After the more than eight-month-long trial, US District Court Judge Fred Nichol dismissed all charges, citing federal and prosecutorial misconduct.
The potential to use the Laramie Treaties as an impasse to the legal prosecution at Standing Rock has immense implications for drawing out the demand of Indigenous Sovereignty and the United States’ long trail of broken treaties.
The recent events at Standing Rock have laid bare the depths to which the state of North Dakota and the Dakota Access Pipeline is willing to go to fast-track a dangerous and unwanted oil pipeline through vital waterways and treaty land. About 380 sacred sites have already been destroyed by construction and several more are in the direct line of the pipeline.
In recent days, a gas pipeline owned by Sunoco, a subsidiary company that funds Dakota Access, burst after heavy rainfall. It spilled 55,000 gallons of gasoline into an endangered Pennsylvanian creek.
This year alone, there have been more than 200 pipeline leaks causing irreparable damage to vital water sources and land for millions of people across the country. On October 24, 99 people were arrested in Ottawa, Canada, as they protested the Kinder Morgan Pipeline.

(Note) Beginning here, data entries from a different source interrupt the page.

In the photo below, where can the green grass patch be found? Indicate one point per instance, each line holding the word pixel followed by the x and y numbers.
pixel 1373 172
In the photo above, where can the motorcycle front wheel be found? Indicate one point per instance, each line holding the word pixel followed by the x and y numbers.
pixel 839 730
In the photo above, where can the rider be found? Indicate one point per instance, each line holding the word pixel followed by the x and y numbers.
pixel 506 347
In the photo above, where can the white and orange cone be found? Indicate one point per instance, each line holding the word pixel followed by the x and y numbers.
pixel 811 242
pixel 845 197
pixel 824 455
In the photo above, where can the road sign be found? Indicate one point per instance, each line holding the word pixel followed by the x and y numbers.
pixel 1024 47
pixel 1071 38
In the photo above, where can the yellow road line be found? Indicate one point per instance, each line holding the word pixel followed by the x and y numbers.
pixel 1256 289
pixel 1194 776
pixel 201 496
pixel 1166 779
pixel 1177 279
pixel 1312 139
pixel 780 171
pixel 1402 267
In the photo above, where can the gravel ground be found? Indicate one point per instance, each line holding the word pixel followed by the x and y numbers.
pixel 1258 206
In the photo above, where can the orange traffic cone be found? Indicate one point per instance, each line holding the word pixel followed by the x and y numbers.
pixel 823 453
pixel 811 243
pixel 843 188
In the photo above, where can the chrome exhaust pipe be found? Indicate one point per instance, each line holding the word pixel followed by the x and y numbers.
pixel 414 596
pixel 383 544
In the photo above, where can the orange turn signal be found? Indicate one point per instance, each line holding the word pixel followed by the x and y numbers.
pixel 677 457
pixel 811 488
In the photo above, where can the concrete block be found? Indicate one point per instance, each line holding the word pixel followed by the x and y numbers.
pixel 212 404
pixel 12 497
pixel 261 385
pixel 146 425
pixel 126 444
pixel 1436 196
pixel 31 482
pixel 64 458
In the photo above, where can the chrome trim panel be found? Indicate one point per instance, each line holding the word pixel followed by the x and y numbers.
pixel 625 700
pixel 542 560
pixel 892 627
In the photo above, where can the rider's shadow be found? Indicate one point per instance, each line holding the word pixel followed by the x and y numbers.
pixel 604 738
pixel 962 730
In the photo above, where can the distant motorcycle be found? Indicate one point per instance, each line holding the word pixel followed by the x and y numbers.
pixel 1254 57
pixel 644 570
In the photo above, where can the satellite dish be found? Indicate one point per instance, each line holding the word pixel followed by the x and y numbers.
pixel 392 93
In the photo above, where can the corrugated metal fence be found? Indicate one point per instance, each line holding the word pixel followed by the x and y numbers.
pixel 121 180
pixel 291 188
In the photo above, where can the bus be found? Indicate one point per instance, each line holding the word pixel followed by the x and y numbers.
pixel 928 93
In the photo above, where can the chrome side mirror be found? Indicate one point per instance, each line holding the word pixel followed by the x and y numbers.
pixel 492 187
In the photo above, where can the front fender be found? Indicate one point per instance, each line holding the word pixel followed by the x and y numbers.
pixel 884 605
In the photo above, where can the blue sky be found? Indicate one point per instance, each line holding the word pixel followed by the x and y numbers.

Cameron Fenton of Climate 101 said the Kinder Morgan pipeline “would have the same climate impact as adding 32 million cars on Canada's roads, and at a time when we desperately need action on climate change”.
As we come up to November, Native American Heritage Month, the proponents of capital and oil have armed themselves with an unhinged military police force willing to leave in its wake a slew of human rights violations and overflowing jails in an unfinished centuries-long assault against Native American people for a profit.
The fight for treaty rights is an opportunity to challenge the state on legal grounds, and advance the demand for Indigenous sovereignty. As the world exceeds the CO2 threshold, the growing movement for climate justice offers a chance to fight for solidarity on a global scale.
These struggles come together in the fight against the Dakota Access Pipeline, and activists must take them both head on.